Does anyone know of a FREE voice trainer that still works? MANGIO do not work anymore

@JT-qi6el 5 ай бұрын

how to train different languages?

@mallu_bot50 5 ай бұрын

Can you please explain and how to do with bark and openvoice 2. Because it's easy to install using pinokio ai browser

@hansmarder7007 5 ай бұрын

Great Video. I have a question about your Presentations (TTS/TTS2). Can i Clone a voice which speaks in French, and use this trained model speak a text in Portuguese?

@Jarods_Journey 5 ай бұрын

Eh, kind of. You could train a portugese model, then use the reference audio of the speaker in French, though, the results won't be convincing if we base it off of the zero-shot capabilities shown in the video.

@i6od 5 ай бұрын

I cant seem to install espeak for phonemizer, any links or direction would be helpful :)

@i6od 5 ай бұрын

nvm i figured it out

@HogwartsStudy 5 ай бұрын

now... is there a local install for Suno Ai?

@Jarods_Journey 5 ай бұрын

Unfortunately, not at the quality of Suno, will definetely make a video on that if one does get released though

@HogwartsStudy 5 ай бұрын

@@Jarods_Journey doubtful now that there is the lawsuit.....

@Tungdang-tv7sd 5 ай бұрын

Can I use Model .pth file independently on linux application? If so, please make a video tutorial about this. Thanks for your sharing

@Jarods_Journey 5 ай бұрын

Yes, styletts2 was designed for linux, so following their repository should be a simpler set-up than trying to get it working on windows.

@ph0enixph0enix65 5 ай бұрын

Will it work for german? I tried with like 50 hours of clear german voice dataset with Tortiose TTS but for the sake of my life I could not get to produce a german voice which does not sound like Shodan.

@Jarods_Journey 5 ай бұрын

StyleTTS is a bit more complicated than tortoise for training other languages, but yes, it looks to be possible. The author provides some guidance on how this might be done, but that is an area of exploration I have not yet gone down

@SyntheticVoices 5 ай бұрын

Yes it does even for fine-tuning.

@maskenhandler1648 4 ай бұрын

i want something so i can read webnovels any ideas guys? should i use a normal text to speech . or text to speach ai? i dont know... i want it to sound as realisticly as possible . with emotions and such

@FenrirRobu 5 ай бұрын

Isn't that why we already have sidharthrajaram for StyleTTS2 to be installable?

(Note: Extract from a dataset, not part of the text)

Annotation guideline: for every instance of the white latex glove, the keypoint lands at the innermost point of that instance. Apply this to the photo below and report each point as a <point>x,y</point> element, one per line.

@Jarods_Journey 5 ай бұрын

Ah yes, I am aware of this repo. It works afaik, but getting to handle the code without abstracting it away allows me to understand what's happening, therefore, making any adjustments to the code a bit easier. I also am not sure if that repo allows for training, which, my repository will be able to support.

@FenrirRobu 5 ай бұрын

@@Jarods_Journey Well, as long as you are building on existing knowledge, Godspeed. While integrating StyleTTS I did feel like MIT-complatible gruut has some drawbacks and maybe needs benchmarking against the GPL licensed default. And to my surprise these repos change surprisingly little so I will probably stop trying to make my forks 'git-level compatible' with their roots, with one exception - RVC.

@miyrrecs3024 5 ай бұрын

I hope that in the future you can overcome some complexes and errors that still appear in the previous upwork. As for this one, it sounds optimized like the Xbox Series S 📦 to me

@GentlemanCave91Vn 5 ай бұрын

I want to integrate it into my Web side running on linux, how do I do that?

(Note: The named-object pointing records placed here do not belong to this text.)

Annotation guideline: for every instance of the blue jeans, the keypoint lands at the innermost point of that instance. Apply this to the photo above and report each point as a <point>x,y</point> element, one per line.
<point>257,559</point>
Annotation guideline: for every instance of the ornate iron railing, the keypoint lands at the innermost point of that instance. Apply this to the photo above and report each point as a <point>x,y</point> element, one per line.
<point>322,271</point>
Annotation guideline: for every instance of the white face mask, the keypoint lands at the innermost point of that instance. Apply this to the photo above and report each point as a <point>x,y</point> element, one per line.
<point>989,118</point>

@Jarods_Journey 5 ай бұрын

You'll need to dig into the StyleTTS 2 code in order to implement this. Style is much easier to install on linux as that's where it was designed for and in, so the instructions on their repo should guide you a bit there.

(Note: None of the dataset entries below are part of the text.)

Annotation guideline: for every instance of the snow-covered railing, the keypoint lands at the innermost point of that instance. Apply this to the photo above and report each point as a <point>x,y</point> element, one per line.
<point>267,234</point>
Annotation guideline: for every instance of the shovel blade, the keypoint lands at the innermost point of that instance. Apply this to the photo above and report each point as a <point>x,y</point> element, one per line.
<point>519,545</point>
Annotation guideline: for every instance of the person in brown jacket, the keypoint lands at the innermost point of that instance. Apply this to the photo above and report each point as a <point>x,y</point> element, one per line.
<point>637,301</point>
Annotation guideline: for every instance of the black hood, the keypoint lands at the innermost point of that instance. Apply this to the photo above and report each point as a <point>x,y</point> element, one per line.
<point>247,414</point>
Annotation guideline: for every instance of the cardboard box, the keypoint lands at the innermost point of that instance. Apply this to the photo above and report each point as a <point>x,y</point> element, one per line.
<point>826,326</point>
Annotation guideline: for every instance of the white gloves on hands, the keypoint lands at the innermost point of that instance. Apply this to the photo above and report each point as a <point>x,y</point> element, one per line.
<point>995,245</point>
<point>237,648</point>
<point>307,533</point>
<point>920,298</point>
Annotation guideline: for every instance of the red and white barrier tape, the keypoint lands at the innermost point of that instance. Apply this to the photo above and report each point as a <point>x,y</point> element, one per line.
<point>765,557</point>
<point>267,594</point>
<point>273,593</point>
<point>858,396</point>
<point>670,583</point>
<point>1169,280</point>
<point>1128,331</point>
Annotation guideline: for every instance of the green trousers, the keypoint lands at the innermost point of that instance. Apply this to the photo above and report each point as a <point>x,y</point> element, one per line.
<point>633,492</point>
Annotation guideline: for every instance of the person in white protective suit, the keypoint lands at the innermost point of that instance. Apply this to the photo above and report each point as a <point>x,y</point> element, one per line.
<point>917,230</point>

@GentlemanCave91Vn 5 ай бұрын

@@Jarods_Journey Please give more clear instructions

@3k3k3 5 ай бұрын

What are the chances this will work with foreign languages? And as always, thanks!

@Jarods_Journey 5 ай бұрын

It'll work, but the process is different (need to look more into it)

@juanjesusligero391 5 ай бұрын

Amazing job! :D Will it work also for Spanish, Japanese and other languages?

@Jarods_Journey 5 ай бұрын

It does, but the process for doing so is quite a bit more involved than multilingual training in something like tortoise.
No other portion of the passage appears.